Jacques Fesch naît en 1930, aux environs de Paris, dans une famille bourgeoise. Le père est banquier. Autoritaire, incroyant, à la fois mondain et travailleur, une puissante personnalité qui écrase un peu son fils. La mère beaucoup plus douce gâtera son fils, petit dernier né après trois filles. Les parents ne s’entendent pas et finiront par se séparer.

Jacques a pourtant une enfance normale. C’est un petit garçon sage, qui ne travaille pas beaucoup en classe, mais rien dans sa conduite ne laisse présager le drame futur. Il quittera le lycée à 19 ans, sans avoir passé son bac.

A 16 ans il rencontre Pierrette, une lycéenne de son âge. Ils se marient très jeunes, à 21 ans, et leur fille Véronique naît peu après.

Quelques années plus tard, un ami lui donne l’idée de partir en bateau aux îles Galapagos. Mais son père refuse de financer le projet. La solution qu’il trouve pour passer outre: voler. En février 1954, avec deux complices, il passe à l’acte.

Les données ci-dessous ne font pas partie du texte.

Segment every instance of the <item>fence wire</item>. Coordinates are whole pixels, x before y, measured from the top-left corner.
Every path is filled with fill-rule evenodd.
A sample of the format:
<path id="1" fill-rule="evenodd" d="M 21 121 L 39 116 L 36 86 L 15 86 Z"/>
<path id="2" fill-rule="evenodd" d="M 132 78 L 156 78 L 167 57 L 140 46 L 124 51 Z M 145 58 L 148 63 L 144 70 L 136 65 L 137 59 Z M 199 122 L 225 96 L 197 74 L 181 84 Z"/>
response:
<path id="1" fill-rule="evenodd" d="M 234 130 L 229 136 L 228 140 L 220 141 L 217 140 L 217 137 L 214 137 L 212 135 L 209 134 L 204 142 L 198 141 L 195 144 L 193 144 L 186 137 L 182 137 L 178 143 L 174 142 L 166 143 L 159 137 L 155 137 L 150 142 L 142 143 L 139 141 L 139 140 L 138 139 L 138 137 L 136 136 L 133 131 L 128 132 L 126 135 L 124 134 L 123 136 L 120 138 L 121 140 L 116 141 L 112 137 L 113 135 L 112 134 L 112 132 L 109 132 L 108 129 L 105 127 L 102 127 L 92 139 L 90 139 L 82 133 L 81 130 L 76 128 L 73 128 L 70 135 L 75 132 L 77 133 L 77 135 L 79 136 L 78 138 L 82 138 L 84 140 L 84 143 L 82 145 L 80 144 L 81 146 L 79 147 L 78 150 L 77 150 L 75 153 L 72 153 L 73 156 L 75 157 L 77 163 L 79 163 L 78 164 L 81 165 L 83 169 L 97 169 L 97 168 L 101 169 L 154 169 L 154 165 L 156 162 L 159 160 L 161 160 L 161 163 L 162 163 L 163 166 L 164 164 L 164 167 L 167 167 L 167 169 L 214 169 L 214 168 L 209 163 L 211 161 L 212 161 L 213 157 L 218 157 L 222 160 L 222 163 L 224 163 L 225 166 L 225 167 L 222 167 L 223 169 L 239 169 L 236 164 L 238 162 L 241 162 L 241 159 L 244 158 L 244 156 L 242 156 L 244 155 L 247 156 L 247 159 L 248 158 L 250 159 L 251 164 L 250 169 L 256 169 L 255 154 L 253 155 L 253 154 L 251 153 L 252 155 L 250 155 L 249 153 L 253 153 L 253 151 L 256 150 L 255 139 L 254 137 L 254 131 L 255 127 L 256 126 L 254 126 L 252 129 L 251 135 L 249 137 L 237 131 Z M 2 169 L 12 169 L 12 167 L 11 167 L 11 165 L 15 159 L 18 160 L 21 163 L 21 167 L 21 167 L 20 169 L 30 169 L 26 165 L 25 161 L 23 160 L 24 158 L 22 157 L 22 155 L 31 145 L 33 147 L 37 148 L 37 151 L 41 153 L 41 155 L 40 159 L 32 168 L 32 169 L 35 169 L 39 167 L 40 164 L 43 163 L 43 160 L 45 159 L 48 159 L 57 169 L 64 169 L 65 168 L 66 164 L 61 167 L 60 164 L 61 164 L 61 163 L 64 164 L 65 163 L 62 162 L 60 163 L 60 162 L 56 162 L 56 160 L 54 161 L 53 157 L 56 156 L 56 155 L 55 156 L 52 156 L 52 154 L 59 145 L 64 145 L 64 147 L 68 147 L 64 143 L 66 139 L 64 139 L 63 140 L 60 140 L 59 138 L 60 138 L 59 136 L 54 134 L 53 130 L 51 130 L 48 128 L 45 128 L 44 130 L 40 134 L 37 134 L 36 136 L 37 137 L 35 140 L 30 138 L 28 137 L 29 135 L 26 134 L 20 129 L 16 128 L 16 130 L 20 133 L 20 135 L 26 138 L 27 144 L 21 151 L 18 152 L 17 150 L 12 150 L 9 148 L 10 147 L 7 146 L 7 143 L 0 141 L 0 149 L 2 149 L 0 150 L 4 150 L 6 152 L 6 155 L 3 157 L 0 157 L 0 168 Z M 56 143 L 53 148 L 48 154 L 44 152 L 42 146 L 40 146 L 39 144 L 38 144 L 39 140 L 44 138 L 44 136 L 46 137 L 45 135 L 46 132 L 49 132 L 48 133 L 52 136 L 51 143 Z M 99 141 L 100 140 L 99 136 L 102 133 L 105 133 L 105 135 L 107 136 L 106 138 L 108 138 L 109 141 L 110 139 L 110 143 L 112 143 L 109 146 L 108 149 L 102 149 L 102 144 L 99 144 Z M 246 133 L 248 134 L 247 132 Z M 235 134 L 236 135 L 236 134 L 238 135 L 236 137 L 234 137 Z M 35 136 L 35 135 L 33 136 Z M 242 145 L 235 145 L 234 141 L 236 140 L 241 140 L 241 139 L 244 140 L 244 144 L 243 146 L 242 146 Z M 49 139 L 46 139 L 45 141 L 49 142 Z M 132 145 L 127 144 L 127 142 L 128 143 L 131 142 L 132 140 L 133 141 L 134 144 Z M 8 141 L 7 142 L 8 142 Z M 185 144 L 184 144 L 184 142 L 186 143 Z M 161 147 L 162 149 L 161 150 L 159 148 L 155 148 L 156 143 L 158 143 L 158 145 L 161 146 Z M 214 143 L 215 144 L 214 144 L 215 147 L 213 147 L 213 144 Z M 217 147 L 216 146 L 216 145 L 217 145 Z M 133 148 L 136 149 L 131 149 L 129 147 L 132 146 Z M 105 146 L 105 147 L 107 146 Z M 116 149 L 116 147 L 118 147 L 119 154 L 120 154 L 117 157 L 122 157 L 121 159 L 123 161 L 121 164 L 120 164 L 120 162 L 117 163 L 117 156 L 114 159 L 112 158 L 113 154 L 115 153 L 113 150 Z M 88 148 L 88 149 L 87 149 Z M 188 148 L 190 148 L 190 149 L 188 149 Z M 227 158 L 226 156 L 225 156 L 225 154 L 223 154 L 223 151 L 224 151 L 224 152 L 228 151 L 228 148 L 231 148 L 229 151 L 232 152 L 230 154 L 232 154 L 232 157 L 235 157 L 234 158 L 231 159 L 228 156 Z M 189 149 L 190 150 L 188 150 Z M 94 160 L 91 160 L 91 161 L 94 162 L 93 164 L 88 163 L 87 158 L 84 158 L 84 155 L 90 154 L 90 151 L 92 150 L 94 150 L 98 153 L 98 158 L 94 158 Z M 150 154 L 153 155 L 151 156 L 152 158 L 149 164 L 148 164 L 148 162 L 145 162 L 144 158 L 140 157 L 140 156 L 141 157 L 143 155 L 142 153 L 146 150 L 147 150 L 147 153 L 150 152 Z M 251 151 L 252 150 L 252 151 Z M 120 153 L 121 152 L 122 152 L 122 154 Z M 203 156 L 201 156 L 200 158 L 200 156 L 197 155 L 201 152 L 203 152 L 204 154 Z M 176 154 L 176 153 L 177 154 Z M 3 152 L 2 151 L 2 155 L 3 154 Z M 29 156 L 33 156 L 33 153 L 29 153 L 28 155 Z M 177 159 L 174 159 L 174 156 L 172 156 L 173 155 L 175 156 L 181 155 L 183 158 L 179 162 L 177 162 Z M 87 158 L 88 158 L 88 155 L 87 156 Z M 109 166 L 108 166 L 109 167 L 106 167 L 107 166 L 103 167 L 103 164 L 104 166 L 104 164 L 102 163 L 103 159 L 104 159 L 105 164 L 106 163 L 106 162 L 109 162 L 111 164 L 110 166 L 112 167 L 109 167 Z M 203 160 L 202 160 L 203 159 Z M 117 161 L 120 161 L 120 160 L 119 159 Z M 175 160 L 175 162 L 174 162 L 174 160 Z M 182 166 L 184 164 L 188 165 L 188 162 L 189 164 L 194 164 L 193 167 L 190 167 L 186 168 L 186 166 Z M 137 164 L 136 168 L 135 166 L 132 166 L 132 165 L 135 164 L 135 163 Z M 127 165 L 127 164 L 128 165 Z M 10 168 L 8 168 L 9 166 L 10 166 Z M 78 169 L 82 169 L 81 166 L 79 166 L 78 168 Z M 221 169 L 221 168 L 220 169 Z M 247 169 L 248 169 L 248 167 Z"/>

Jacques, pour intimider, a pris un revolver. Le hold-up rate, car les amateurs manquent de sang-froid. Jacques s’enfuit, affolé, et après quelques péripéties, pris de panique il tire sur un agent de police qui veut l’arrêter, il tire au hasard (car il est très myope et il a perdu ses lunettes dans la bagarre).

Mais le hasard fait mal les choses : Jacques atteint l’agent de police en plein cœur et le tue. De plus, il s’agit d’un veuf, père d’une petite fille.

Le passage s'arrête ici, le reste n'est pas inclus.